Tapping Twitter: Public Perception of Goods & Service Tax(GST) – Part 2

This is the continuation in series to our twitter analysis on GST, recommend you to read through it. Click here to read the part – 1

To demonstrate this approach we have taken 12th November for this section. This day had total of 39,130 tweets. This day was immediate next day of GST council meet and major changes in rate structure were announced. This day also coincides with peak of activity due to Gujarat elections.

Tweets Vs Retweets

A retweet (‘rt’ for short) is a tweet by a user X that has been shared by user Y to all of Y’s followers. Thus, retweets are a way of measuring how popular the tweet is and also it is less participation as compared to tweets.

As per the data the number of retweets is four times the number of tweets. This trend is seen in most of the data we have collected. It showcases that the twitter works on network effect and followers where an influential person posts his/her thoughts and their followers retweet that particular tweet with their own twist to that particular thought.

Most Popular Twitter User

Social media become the platform for the political ground. On 12th Nov, Swamy39 comes out to the most influential twitter user, this chart has been created using sum of the retweet count for the each user. Next one is BJP4India which is again a BJP twitter handle. This also shows that BJP promotion on GST immediate after the council meet on 11th Nov.

Most Retweeted Tweets

To find out what tweets is resonating most with twitter community, we found out which is the most retweeted tweet. Retweet is similar to sharing in Facebook. When a user retweets a tweet, it is assumed that He/she agrees/endorses the idea in the tweet.

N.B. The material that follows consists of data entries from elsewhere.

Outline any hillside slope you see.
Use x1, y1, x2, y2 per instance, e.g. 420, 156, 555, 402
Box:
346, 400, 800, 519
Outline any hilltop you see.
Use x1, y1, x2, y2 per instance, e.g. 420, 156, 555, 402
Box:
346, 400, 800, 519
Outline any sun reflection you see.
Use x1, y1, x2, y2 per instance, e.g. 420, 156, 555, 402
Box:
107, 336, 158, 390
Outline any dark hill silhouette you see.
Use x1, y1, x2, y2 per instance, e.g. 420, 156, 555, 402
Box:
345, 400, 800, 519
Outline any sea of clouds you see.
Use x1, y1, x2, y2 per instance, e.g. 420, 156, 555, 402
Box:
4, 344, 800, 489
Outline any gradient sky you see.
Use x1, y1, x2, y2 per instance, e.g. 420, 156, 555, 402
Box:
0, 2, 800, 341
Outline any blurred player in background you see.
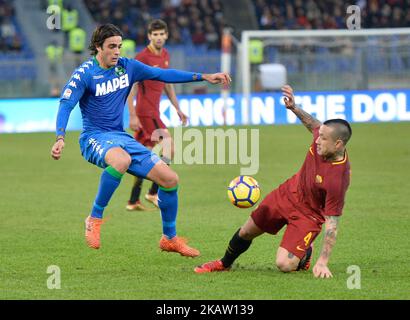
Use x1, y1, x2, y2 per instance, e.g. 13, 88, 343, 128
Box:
126, 19, 188, 211
51, 24, 231, 257
195, 86, 352, 278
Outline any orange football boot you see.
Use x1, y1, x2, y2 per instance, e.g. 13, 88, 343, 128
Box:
85, 216, 103, 249
159, 235, 200, 258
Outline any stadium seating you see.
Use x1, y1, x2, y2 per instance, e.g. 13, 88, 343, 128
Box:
0, 0, 36, 81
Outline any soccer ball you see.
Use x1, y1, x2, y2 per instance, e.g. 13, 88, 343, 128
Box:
228, 176, 261, 208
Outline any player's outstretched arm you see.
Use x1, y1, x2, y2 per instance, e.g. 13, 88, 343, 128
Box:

However sometimes they can also be showcasing their disagreement/disgust with the retweet hence retweet is highly contextual. This study shows the war of perception that is going on between Congress and BJP to won positive public sentiment. Congress has been vocal in the last two months in criticizing GST as gabbar singh tax (@OfficeofRG) whereas Subramaniam Swamy(@Swamy39) is trying to criticize Congress for its hypocrisy in addition to this Prime minister Narendra Modi is showcasing the openness of the decision-making process by highlighting “Jan Bhagidari” as the core principle of this government

Most Replied/mentioned Twitter Handle

Idea is to find out the twitter handle whose tweets are being retweeted most and they are influencing the twitter opinion. Top Retweeted/Mentioned Twitter handle at the following day shows most of them are from major political parties and journalists.

Influential hash tags

Users create and use hashtags by placing the number sign or pound sign # (also known as the hash character) in front of a string of alphanumeric characters, usually a word or un-spaced phrase, in or at the end of a message. The hashtag may contain letters, digits, and underscores. Searching for that hashtag will yield each message that has been tagged with it. A hashtag archive is consequently collected into a single stream under the same hashtag.

Top 15 hash tags as expected has #GST as the top hash tag. Other important tags coming out on this particular day are #DEMONETISATION, #CHITRAKOOT, #GSTCOUNCILMEET & #GSTCOUNCIL.

Chitrakoot by-election happened on 9th November and the seat was retained by Congress in a state that is currently ruled by BJP and hence was one of the major discussion points on this date.

Most replied Screen Names or Users

Replies are responses posted in specific purpose to someone’s Twitter post. Thus, you can respond to posts to be in touch with followers as well as follow someone on Twitter. Replying is a good and comfortable way to have conversations with many people and share ideas as well as information.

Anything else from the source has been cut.